The cosmos, and the sequence of stars, especially on those nights when they envelop us like a single sheet of white dots, help us understand how small and great we are at the same time. Small, compared to the immensity of the cosmos, its infinite, divergent, and intersecting paths. Great because of the uniqueness that distinguishes, within the universe, each human being, with their own thoughts, but also their share of responsibility.

For scholars, the firmament is like an archaeological site: the more you dig, the more you discover. Continuously, relentlessly. For humans, all the stars, without exception, are like the comet that accompanied the Three Wise Men to the manger where Jesus was born. A guide, a compass, a point of reference. All good reasons why we should protect the stars, consider them an integral part of creation of which we are guardians, defend them, for example, from the virus that has most affected them with modernity: visual pollution unleashed and amplified by the proliferation, sometimes completely unnecessary and wasteful, of artificial lights. We need the oxygen of the dark sky, its mystery, its silent stillness, the night that envelops it. A canvas where the only luminous point is the light of the stars.
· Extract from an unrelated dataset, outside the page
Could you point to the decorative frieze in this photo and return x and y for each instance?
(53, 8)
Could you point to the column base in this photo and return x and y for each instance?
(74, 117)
Famous quotes about the stars 

  • William Shakespeare

We are all born under a dancing star, and we have a destiny. But the difference, the uniqueness of each of us, is the sum of the questions and answers we construct in the fabric of life. The star's light is a beginning and an end; the rest depends on our will.

 

  • Confucius

It is our dreams, with our passions, that fill the gaps surrounded by an immensity that knows no bounds.

  • Giacomo Leopardi

The fire lit by the stars is the torch that accompanies us toward the horizon, waiting to be explored, questions of meaning, those that, once arrived, remain forever. Who am I? Where do I come from? Where am I going?

  • Edgar Allan Poe

Another lesson that comes directly from the light of the stars. Their attraction can enchant us, pinning us down in the particular, making us lose our sense of the universal. Like when we get lost in the details and lose sight of the bigger picture.

  •  Jim Morrison

The important thing is to raise your gaze, not limit it to the tunnel that leads only to your own navel. And as you move upward, you encounter dreams, always present to the call of life, always possible.